Mathieu Bock-Côté estime que le film présente l’homme blanc comme une personne désormais désavantagée, ridiculisée et progressivement exclue du milieu culturel au profit d’identités jugées plus valorisées. Selon son interprétation, le personnage principal n’obtient de reconnaissance que lorsqu’il prétend être trans, puis perd tout lorsqu’il redevient simplement un homme blanc.

Voici ce qu’il a écrit :

« À propos de François.e

Alors alors, j’ai vu François.e, ce soir, le film apparemment polémique porté par Louis Morissette.

Il y a, je crois, un quiproquo sur l’objet du film, et sur les raisons du peu d’enthousiasme du commun des mortels, qui ne le plébiscite pas.

Le sujet : officiellement, il s’agit d’un film sur la transidentité, sur les trans, les personnes trans. C’est évidemment un peu le cas. Il nous est présenté de manière très militante, à la manière d’un film pédagogique destiné à une population retardataire, qu’il faut éduquer à cette réalité (ou rééduquer, c’est selon). On peut apprécier ou non les films à thèse, où certains passages sont en jaune fluo pour qu’on comprenne bien le message qu’on veut nous passer.

Je ne dis pas que ce sujet ne mérite pas un film. C’est un sujet parmi d’autres, légitime en lui-même, et qui ne mérite pas d’hostilité en soi. On peut par ailleurs trouver que le sujet est très présent dans la vie culturelle et médiatique aujourd’hui.

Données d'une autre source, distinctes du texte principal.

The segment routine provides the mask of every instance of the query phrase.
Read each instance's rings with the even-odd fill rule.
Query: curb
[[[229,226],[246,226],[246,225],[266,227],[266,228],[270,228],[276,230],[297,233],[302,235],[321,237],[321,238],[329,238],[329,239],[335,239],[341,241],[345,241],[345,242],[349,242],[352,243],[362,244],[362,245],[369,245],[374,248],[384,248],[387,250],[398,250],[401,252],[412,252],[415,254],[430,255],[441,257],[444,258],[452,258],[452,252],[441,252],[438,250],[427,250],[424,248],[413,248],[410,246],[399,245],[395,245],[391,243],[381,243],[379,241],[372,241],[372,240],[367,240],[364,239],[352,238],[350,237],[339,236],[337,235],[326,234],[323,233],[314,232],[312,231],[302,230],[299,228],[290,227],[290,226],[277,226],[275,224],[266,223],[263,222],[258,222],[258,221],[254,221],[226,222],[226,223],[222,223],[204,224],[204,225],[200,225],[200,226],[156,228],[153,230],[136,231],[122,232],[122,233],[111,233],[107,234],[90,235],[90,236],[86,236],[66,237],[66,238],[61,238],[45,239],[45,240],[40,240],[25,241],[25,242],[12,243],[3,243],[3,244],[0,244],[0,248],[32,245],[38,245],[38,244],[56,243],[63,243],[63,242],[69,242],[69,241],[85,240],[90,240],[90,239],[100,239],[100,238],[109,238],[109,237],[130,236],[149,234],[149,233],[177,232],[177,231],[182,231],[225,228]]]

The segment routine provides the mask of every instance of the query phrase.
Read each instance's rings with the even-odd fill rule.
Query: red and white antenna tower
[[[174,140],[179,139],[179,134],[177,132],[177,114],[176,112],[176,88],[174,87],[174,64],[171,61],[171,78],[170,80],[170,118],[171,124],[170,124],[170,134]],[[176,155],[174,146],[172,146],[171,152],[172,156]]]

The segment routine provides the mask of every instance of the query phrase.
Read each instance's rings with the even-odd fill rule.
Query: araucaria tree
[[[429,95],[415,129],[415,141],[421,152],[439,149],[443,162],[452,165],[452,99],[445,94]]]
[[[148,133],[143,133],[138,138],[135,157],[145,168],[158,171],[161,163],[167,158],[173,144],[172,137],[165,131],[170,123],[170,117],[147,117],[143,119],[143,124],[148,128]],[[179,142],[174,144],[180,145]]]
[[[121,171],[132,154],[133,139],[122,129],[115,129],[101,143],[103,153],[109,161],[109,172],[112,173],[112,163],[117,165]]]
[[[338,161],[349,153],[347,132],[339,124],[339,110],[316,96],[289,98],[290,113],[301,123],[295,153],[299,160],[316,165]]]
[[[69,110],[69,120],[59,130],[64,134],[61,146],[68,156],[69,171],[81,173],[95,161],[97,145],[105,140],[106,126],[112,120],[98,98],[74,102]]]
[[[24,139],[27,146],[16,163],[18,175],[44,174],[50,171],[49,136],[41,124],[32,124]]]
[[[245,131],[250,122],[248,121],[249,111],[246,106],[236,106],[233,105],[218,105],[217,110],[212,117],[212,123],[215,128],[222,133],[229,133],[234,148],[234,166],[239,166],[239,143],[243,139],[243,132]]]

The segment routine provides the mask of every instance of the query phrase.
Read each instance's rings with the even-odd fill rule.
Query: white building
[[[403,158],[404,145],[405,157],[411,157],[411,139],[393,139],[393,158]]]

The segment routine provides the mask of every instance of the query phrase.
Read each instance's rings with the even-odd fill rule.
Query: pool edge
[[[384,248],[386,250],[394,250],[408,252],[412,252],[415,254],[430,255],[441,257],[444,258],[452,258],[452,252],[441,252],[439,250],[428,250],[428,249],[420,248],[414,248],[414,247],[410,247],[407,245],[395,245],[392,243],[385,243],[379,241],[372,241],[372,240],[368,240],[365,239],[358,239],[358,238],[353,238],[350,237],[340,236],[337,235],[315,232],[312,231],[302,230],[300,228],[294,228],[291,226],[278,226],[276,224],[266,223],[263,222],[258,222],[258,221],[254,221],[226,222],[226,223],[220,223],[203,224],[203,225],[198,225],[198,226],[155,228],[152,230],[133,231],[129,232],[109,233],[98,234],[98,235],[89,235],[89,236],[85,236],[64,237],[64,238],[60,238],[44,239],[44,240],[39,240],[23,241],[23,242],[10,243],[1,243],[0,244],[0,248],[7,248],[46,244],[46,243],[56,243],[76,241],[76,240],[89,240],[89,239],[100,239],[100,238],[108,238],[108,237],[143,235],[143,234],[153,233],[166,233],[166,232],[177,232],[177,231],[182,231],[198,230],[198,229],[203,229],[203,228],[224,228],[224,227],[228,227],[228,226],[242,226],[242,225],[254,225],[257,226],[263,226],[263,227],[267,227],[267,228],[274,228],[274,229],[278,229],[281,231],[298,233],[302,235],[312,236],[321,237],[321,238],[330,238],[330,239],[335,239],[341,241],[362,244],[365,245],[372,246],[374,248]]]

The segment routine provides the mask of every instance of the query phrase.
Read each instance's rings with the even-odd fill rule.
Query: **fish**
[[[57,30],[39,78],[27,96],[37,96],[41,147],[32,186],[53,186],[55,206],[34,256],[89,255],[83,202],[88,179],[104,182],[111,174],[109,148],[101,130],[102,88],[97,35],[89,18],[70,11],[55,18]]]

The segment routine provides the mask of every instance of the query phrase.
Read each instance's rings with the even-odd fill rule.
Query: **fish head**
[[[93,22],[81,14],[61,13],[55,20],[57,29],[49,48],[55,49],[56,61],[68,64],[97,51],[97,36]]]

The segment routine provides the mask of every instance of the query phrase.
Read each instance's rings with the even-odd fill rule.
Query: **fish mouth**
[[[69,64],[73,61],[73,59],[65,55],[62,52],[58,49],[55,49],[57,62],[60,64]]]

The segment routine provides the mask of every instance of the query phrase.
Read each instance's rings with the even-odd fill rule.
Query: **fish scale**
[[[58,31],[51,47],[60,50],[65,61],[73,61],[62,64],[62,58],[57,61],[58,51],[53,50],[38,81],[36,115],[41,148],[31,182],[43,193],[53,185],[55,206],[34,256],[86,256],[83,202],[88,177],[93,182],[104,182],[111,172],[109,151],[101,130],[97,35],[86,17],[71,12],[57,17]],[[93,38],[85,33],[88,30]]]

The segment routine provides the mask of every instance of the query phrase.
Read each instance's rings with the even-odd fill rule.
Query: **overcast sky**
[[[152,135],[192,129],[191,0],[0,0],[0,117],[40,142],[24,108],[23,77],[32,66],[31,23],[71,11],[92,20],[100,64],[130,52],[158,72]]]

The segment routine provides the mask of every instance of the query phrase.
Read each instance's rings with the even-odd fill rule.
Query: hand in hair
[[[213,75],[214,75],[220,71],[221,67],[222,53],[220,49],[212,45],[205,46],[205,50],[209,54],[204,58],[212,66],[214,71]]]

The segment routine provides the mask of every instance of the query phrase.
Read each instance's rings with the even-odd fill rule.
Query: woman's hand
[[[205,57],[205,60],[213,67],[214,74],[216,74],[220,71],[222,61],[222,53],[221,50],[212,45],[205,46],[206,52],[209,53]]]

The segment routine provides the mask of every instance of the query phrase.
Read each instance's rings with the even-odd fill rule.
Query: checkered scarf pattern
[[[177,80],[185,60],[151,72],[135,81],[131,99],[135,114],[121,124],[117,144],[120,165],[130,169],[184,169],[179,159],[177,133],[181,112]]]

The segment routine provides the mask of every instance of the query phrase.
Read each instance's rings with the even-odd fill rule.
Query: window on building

Le film tourne évidemment en ridicule toutes les questions qu’on peut avoir envers la théorie du genre (par exemple, suffit-il de se sentir femme pour être reconnu comme telle? Est-ce que l’identité est strictement subjective, sans ancrage dans une réalité biologique? Suffit-il qu’une personne se déclare d’un autre genre (et les identités de genre se multiplient) pour que l’ensemble de la société doive s’adapter, se transformer? Ces questions, lorsqu’elles sont posées dans le film, le sont par des personnages présentés comme des gros colons fermés d’esprit. On appréciera la subtilité du propos.

Mais je l’ai dit, l’essentiel est ailleurs.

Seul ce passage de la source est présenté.